2000 Kerry Senior Football Championship
- Dates: 11 June - 26 November 2000
- Teams: 19
- Sponsor: Allied Irish Bank
- Champions: Dr. Crokes (6th title) Roland Neher (captain) Harry O'Neill (manager)
- Runners-up: An Ghaeltacht Roibeárd Mac Gearailt (captain) Séamus Mac Gearailt (manager)

Tournament statistics
- Matches played: 19
- Goals scored: 31 (1.63 per match)
- Points scored: 356 (18.74 per match)
- Top scorer(s): Dara Ó Cinnéide (3-20)

= 2000 Kerry Senior Football Championship =

Gaelic football competition

The 2000 Kerry Senior Football Championship was the 100th staging of the Kerry Senior Football Championship since its establishment by the Kerry County Board in 1889. The draw for the opening round fixtures took place on May 9, 2000. The championship ran from 11 June to 26 November 2000.

East Kerry entered the championship as the defending champions, however, they were beaten by West Kerry in the first round.

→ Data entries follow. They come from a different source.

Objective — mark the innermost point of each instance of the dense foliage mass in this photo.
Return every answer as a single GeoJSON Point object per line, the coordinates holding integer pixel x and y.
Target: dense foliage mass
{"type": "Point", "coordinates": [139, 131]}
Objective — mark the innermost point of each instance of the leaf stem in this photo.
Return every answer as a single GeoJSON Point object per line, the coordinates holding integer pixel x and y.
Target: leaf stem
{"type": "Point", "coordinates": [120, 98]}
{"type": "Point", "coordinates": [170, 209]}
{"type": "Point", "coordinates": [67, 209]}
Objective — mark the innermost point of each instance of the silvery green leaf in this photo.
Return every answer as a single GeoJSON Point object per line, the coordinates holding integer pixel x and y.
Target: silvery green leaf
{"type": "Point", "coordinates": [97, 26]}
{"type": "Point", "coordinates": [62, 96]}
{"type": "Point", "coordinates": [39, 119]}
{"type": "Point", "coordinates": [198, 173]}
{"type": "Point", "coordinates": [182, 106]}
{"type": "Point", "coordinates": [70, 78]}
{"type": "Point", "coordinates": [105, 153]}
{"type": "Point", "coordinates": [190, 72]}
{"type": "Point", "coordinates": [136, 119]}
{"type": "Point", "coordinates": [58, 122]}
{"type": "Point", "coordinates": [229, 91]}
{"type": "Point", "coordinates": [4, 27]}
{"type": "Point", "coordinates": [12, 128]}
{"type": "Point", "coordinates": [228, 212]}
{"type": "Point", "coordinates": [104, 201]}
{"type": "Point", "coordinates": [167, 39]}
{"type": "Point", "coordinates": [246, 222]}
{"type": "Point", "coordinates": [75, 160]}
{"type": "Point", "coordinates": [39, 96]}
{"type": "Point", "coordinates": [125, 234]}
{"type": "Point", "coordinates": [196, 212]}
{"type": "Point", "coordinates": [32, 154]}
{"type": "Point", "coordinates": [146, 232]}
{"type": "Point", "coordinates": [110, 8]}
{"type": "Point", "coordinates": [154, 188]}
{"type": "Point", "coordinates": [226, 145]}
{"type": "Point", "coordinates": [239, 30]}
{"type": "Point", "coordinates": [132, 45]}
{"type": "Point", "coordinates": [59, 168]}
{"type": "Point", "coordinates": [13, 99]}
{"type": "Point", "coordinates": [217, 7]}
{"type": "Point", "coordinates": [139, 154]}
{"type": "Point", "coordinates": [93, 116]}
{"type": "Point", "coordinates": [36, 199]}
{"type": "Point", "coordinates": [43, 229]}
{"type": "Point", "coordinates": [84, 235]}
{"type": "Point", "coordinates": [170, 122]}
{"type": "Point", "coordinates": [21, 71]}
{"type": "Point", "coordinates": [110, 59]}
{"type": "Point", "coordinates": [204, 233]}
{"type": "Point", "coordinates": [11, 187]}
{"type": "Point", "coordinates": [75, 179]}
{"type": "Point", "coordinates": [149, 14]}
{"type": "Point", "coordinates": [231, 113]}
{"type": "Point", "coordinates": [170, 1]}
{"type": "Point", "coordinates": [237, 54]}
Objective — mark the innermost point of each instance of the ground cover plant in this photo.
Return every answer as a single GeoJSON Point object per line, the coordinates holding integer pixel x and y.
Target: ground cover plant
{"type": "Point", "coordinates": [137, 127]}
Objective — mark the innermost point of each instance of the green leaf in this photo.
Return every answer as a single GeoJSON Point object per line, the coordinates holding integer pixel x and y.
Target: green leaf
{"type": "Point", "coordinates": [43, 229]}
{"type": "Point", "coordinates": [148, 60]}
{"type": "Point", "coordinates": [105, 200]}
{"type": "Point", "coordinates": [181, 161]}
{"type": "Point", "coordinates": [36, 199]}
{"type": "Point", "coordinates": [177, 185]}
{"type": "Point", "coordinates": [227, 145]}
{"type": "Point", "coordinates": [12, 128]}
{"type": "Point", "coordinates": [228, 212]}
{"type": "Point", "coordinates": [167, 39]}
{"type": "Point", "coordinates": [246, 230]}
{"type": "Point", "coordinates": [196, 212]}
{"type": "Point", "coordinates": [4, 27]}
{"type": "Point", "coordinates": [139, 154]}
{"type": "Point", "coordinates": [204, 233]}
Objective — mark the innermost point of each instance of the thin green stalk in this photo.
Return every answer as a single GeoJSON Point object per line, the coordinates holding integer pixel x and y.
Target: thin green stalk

The final was played on 26 November 2000 at Austin Stack Park in Tralee, between Dr. Crokes and An Ghaeltacht, in what was their first ever meeting in the final. Dr. Crokes won the match by 1-04 to 0-06 to claim their sixth championship title overall and a first title in nine years.

West Kerry's Dara Ó Cinnéide was the championship's top scorer with 3-20.

==Championship statistics==
===Top scorers===

- Overall

| Rank | Player | Club | Tally | Total | Matches | Average |
| 1 | Dara Ó Cinnéide | An Ghaeltacht | 3-20 | 29 | 4 | 7.25 |
| 2 | Gene Farrell | West Kerry | 3-16 | 25 | 5 | 5.00 |
| 3 | Roland Neher | Dr. Crokes | 0-18 | 18 | 5 | 3.60 |
| 4 | Seán Geaney | West Kerry | 3-08 | 17 | 5 | 3.60 |
| 5 | Declan Quill | Kerins O'Rahilly's | 0-14 | 14 | 3 | 4.66 |
| 6 | Kieran Foley | Mid Kerry | 2-07 | 13 | 3 | 4.33 |
| 7 | Paud O'Donoghue | East Kerry | 1-09 | 12 | 2 | 6.00 |
| Seán O'Sullivan | Mid Kerry | 0-12 | 12 | 4 | 3.00 |
| 9 | Jack Ferriter | West Kerry | 0-09 | 9 | 5 | 1.80 |
| D. J. Fleming | Kilcummin | 0-09 | 9 | 5 | 1.80 |

- In a single game

| Rank | Player | Club | Tally | Total | Opposition |
| 1 | Dara Ó Cinnéide | An Ghaeltacht | 2-07 | 13 | Kilcummin |
| 2 | Kieran Foley | Mid Kerry | 2-03 | 9 | St. Brendan's |
| Seán Geaney | West Kerry | 2-03 | 9 | East Kerry |
| Gene Farrell | West Kerry | 2-03 | 9 | Kenmare |
| 5 | Paud O'Donoghue | East Kerry | 1-05 | 8 | West Kerry |
| Dara Ó Cinnéide | An Ghaeltacht | 1-05 | 8 | St. Kieran's |
| Gene Farrell | West Kerry | 1-05 | 8 | Mid Kerry |
| 8 | Eugene McGrath | Kerins O'Rahilly's | 2-01 | 7 | Laune Rangers |
| Seán O'Sullivan | Mid Kerry | 0-07 | 7 | Shannon Rangers |
| Seán McElligott | St. Kierna's | 0-07 | 7 | An Ghaeltacht |

===Miscellaneous===
- Dr. Crokes won a first title in nine years.
- An Ghaeltacht qualified for the final for the very first time.
- Glenflesk play in the Munster Senior Club Football Championship after winning the once off Millennium Cup.